Leena Akhtar is fielding more questions about the Great Depression than ever.
As exhibits and archives manager at the Museum of American Finance, Ms. Akhtar curates the displays, such as frozen pork belly that illustrates “Commodities” or rococo cash registers that mesmerize the teenage girls. The mission of the Smithsonian-affiliated teaching museum is, in part, to educate the public about capitalism. But September’s events presented the museum with a new challenge: Document the current financial turmoil.
Admissions are up roughly 10 percent since the summer, according to Linda Rapacki, the director of visitor services. (The museum closed last fall for a move; it reopened in its new location at 48 Wall Street in January.) Tour groups are booked almost solidly through the fall and winter.
“A lot of people go into the gift shop and they buy bulls,” Ms. Rapacki said. “I think that number has gone up.”
Visitors are interested in the “Market Fluctuations” exhibit, which depicts a thick red line, representing the Dow Jones Industrial Average, spiking and plummeting over a timeline of 20th-century history. The line stops just short of 2010. What’s next? Ms. Akhtar has a few ideas, including a screen tracking breaking news. But since the crisis unfolds daily–and “everyone who’s associated with it right now is a little bit busy”–planning is difficult.

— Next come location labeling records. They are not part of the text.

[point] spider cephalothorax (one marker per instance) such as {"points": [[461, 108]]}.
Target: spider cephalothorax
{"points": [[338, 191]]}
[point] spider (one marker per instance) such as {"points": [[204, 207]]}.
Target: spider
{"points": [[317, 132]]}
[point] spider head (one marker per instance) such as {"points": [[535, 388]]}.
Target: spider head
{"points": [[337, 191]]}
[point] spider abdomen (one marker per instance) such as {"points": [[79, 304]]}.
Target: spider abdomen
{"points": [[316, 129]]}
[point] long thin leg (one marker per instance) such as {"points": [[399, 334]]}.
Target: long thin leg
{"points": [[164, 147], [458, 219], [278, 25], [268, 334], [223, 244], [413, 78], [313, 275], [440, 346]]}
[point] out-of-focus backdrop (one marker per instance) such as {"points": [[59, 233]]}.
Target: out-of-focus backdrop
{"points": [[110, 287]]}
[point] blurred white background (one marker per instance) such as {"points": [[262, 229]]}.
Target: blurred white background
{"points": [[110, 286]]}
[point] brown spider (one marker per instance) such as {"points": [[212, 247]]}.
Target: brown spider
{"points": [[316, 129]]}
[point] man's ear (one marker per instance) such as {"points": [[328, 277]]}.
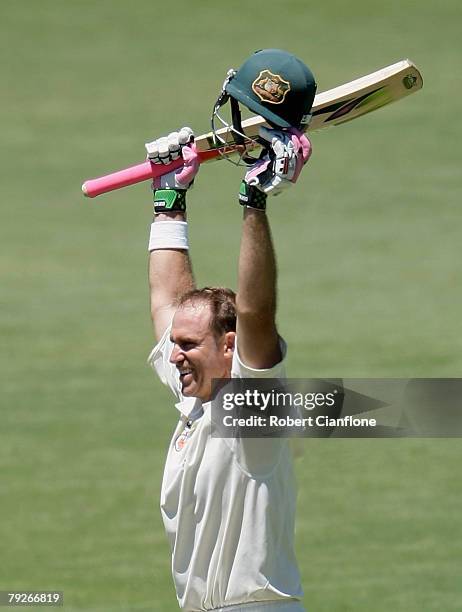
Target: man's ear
{"points": [[230, 343]]}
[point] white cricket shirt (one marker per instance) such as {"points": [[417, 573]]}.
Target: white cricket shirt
{"points": [[228, 505]]}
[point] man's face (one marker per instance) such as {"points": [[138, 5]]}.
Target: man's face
{"points": [[197, 354]]}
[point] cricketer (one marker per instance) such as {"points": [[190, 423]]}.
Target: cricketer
{"points": [[228, 505]]}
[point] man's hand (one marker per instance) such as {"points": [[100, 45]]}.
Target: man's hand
{"points": [[170, 189], [167, 149], [278, 169]]}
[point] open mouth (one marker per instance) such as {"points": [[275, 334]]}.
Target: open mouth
{"points": [[186, 376]]}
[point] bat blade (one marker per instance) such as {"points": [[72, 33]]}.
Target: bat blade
{"points": [[333, 107]]}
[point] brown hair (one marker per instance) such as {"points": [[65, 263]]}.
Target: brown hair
{"points": [[222, 303]]}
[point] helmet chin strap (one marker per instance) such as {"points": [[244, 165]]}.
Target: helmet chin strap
{"points": [[236, 128]]}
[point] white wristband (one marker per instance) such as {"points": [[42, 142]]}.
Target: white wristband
{"points": [[169, 235]]}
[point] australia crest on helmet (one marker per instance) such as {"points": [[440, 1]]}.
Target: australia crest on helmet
{"points": [[270, 87]]}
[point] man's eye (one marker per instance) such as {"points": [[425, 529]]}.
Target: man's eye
{"points": [[187, 346]]}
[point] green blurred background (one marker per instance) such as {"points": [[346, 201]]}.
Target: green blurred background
{"points": [[369, 284]]}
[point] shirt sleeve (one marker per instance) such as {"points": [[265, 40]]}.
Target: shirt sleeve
{"points": [[240, 370], [159, 360]]}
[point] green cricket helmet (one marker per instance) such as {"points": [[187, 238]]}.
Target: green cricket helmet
{"points": [[276, 85], [272, 83]]}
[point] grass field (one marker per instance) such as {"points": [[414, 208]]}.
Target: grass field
{"points": [[369, 286]]}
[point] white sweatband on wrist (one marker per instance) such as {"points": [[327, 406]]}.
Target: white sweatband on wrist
{"points": [[169, 235]]}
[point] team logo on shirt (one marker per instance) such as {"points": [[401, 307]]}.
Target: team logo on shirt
{"points": [[183, 438]]}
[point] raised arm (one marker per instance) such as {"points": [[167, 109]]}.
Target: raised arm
{"points": [[170, 270], [257, 335]]}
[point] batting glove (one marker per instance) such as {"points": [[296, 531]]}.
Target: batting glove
{"points": [[279, 167], [170, 189]]}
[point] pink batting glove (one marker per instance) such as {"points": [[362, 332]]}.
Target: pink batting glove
{"points": [[303, 150]]}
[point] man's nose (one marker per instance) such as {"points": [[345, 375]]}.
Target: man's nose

“Who knows?” she shrugs. “Tomorrow’s headline may be the thing to put up.”
Objects will surface in the decades to come, as banks release records and people who own crisis-related material realize what they’ve got. (A framed portion of ticker tape from the 1987 crash arrived at the museum only two months ago.) Ms. Akhtar will likely begin soliciting items a year from now. Since so much of today’s financial world is electronic, she is unsure what they will look like.
“We’re entering a new era of the way that information is conveyed, preserved,” she explained. “I’m curious as to what objects are going to come in–because it’s not going to be the same kind of objects that you were getting for the ’29 crash.”
Currently, Ms. Akhtar is collecting clean copies of The New York Times and the Wall Street Journal for the archives. She regularly rushes outside to photograph the protest art and performances taking over Wall Street.
Perhaps more than anyone, Ms. Akhtar, who has a background in history and finance and a picture of John D. Rockefeller above her desk, appreciates the Street’s latest incarnation. These days, the sidewalks teem with camera-laden tourists, ogling the ground zero of the financial crash (or visiting the museum). During earlier panics, crowds of people would flood the intersection at Wall and Broad, struggling to get in touch with their brokers.
“It gives me another layer of understanding of what is actually happening here, this atmosphere,” she said. “Definitely, history is being made right now.”